Because 5-Amino-1MQ has not undergone formal human pharmacokinetic study, the relationship between an oral dose, plasma concentration, tissue exposure, and NNMT inhibition in humans is unknown.

Published research on 5-Amino-1MQ specifically, and on NNMT inhibition more broadly, has expanded since the mid-2010s but remains overwhelmingly preclinical.

• NNMT as a metabolic target: Foundational work by Kraus and colleagues (Nature, 2014) characterized NNMT overexpression in white adipose tissue from obese individuals and used NNMT knockdown in mice to demonstrate metabolic effects, establishing NNMT as a potential metabolic target. This paper is widely cited as the rationale for subsequent NNMT inhibitor development.
• Small-molecule NNMT inhibitor development: Medicinal-chemistry work — including that by Neelakantan and colleagues in the late 2010s — characterized 5-Amino-1MQ and related quinolinium-based inhibitors as nicotinamide-mimetic NNMT inhibitors. These papers established structure-activity relationships and provided early in vitro pharmacology.
• Diet-induced obesity mouse studies: Several published mouse studies have reported metabolic effects of 5-Amino-1MQ in diet-induced obesity models, including changes in body weight, adipose-tissue characteristics, and gene expression.
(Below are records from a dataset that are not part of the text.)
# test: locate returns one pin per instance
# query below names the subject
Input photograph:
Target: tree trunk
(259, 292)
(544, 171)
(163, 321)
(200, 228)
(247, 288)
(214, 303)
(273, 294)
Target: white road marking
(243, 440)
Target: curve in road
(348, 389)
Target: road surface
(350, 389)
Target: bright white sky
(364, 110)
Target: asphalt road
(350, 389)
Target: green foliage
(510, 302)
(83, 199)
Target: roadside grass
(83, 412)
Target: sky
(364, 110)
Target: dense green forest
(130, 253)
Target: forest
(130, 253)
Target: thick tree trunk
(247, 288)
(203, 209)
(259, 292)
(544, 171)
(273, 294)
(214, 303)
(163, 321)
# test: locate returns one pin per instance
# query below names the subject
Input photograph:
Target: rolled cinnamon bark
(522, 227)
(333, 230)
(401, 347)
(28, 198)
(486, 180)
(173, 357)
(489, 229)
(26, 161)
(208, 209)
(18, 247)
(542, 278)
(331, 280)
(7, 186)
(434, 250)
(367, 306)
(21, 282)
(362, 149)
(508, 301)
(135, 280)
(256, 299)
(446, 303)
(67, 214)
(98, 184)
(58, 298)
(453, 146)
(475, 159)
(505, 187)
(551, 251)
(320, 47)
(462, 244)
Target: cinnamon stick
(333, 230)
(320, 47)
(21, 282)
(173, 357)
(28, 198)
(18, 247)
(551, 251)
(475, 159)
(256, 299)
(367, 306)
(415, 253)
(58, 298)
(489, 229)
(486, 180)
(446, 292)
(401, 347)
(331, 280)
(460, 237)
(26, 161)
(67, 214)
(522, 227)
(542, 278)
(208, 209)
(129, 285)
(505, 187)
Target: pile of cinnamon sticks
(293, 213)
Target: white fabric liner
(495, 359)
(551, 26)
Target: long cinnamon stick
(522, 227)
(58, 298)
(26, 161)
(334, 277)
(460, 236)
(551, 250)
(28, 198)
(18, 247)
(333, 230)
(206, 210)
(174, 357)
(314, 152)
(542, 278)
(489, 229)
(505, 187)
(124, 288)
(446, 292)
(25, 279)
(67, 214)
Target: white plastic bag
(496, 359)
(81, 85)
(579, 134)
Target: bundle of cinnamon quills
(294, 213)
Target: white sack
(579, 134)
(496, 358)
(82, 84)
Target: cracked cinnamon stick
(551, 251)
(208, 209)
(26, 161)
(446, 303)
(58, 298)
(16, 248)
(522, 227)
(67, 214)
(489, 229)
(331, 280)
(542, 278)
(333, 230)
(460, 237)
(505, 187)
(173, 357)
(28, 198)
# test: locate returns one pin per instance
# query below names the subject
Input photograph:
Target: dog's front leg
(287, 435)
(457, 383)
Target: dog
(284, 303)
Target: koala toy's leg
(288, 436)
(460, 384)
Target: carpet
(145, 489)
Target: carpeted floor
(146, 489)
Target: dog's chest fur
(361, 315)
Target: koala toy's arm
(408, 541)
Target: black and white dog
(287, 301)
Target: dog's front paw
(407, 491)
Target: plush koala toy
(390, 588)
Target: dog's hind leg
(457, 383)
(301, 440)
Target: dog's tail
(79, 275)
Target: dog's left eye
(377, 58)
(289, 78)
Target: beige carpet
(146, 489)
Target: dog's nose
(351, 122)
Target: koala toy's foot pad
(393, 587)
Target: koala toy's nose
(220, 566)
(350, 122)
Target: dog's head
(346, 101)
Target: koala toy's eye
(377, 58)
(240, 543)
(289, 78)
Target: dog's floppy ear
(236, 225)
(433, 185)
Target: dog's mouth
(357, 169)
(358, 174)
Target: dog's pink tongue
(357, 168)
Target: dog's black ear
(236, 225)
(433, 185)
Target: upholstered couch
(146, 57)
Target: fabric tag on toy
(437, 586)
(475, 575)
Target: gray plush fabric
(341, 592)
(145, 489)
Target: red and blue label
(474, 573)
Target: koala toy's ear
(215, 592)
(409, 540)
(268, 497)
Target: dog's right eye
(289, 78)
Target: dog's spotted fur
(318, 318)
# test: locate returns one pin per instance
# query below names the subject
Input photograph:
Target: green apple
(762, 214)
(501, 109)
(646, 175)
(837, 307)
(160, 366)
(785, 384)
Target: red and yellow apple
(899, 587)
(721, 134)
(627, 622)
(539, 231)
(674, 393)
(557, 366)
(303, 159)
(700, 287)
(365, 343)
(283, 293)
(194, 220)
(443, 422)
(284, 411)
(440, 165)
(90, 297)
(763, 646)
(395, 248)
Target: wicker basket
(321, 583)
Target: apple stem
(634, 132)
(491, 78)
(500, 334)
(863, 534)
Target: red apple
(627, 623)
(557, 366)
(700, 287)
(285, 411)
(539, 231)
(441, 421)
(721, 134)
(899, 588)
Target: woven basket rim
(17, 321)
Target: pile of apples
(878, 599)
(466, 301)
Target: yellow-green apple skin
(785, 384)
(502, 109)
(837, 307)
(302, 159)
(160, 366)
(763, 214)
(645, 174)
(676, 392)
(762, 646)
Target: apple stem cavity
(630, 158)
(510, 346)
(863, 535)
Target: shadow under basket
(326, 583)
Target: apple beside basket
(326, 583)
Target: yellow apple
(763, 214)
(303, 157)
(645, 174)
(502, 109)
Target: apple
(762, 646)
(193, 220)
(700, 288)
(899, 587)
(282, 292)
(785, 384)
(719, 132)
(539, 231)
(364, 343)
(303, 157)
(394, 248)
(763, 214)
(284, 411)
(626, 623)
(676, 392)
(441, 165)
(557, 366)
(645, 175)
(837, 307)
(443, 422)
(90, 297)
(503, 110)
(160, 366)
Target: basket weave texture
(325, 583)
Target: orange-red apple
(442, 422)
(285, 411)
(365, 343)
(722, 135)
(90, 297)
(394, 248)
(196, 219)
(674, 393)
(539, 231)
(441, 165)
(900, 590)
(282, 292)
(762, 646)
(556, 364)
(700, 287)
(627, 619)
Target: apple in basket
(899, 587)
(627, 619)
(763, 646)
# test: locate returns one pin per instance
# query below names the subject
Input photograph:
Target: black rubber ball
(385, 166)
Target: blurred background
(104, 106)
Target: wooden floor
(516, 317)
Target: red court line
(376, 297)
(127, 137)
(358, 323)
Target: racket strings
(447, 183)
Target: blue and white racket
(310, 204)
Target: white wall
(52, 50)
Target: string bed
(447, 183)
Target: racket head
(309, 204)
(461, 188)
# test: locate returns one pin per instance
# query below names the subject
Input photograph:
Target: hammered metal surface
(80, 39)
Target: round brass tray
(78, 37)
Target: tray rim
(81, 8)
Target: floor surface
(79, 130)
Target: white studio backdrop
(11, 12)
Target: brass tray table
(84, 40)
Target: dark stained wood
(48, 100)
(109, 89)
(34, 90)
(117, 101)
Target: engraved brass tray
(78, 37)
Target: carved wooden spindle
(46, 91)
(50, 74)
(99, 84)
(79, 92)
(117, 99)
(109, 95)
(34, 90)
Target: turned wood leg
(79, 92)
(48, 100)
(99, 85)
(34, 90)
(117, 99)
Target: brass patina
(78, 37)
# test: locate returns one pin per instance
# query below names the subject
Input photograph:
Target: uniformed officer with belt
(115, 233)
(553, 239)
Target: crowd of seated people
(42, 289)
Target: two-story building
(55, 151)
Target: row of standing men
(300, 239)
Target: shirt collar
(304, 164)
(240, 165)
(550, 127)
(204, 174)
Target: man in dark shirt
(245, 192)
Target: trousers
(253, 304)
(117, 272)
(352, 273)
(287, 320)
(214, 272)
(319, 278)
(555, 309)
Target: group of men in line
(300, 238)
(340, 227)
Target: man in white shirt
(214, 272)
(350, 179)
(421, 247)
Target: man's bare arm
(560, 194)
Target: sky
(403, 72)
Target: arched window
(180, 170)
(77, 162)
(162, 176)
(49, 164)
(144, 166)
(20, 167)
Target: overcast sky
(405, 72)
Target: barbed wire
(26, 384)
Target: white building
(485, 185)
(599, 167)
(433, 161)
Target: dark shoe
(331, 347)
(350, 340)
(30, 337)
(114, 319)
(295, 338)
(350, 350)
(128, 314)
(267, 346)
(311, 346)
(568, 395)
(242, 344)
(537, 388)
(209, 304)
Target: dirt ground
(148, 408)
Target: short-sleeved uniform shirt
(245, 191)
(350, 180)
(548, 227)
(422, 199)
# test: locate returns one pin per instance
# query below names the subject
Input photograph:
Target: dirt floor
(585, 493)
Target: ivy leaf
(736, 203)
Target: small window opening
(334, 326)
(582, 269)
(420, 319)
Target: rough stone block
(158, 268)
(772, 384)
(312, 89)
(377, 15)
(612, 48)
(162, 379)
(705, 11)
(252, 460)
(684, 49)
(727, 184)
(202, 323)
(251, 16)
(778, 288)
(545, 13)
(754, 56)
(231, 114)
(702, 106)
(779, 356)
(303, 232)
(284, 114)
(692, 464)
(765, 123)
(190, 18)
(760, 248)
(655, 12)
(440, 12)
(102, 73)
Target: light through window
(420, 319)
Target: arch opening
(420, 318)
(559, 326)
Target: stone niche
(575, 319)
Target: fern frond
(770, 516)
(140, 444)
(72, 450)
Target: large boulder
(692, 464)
These studies have been carried out by a relatively small number of research groups and have not been independently replicated across multiple labs in the way that more established metabolic targets have.
• Cancer biology research: Separate from the metabolic line of investigation, NNMT inhibition is being explored in oncology research, given NNMT overexpression in several cancer types. This is a distinct research thread with its own preclinical literature.
• Absence of published human trials: As of May 2026, no published Phase 1 or Phase 2 human clinical trial results for 5-Amino-1MQ as a therapeutic intervention have been identified. The compound has not progressed publicly through the conventional clinical development pipeline for any indication.

Evidence classification: Level D — minimal-to-no published human interventional evidence, limited and not-broadly-replicated preclinical evidence. NNMT as a target has stronger underlying biology than the body of work on 5-Amino-1MQ specifically.

5-Amino-1MQ is in an earlier stage of regulatory and clinical research than the better-known compounded peptides. Understanding its status requires separating a few different regulatory questions.

• Not FDA-approved: 5-Amino-1MQ has no FDA approval for any human indication. It has no pending New Drug Application that has been publicly disclosed and no published Phase 1 clinical trial results.
• Not a peptide for compounding purposes: 5-Amino-1MQ is a small organic molecule, not a peptide. The FDA's compounding rules and the Pharmacy Compounding Advisory Committee's reviews of peptides under USP Chapter 797 and related frameworks do not apply to it in the same way they apply to BPC-157, MOTS-c, or similar peptide compounds. It is not on a current FDA Category 1 compoundable list.
• Outside the 2026-02-27 reclassification announcement: Secretary Robert F. Kennedy Jr.'s February 27, 2026 announcement of intent to reclassify approximately 14 peptides addressed peptide compounds. 5-Amino-1MQ is not a peptide, was not among those substances, and is not affected by that pending reclassification process.
• Sold as a research chemical: In the United States, 5-Amino-1MQ is generally sold through research-chemical channels with labeling that designates it for laboratory or research use only — not for human consumption. This labeling distinction is important. Research-chemical-channel products are not pharmaceutical-grade and are not regulated as drugs.
• International variability: Regulatory status outside the United States varies. Some jurisdictions classify quaternary ammonium small molecules under specific controlled-substance or medicinal-product frameworks; others do not. Verify status in your specific jurisdiction.
• Research use: Use of 5-Amino-1MQ in academic and institutional research is governed by standard institutional research protocols (IACUC for animal research, IRB for any human research), but no IRB-approved human protocol with this compound has been publicly reported.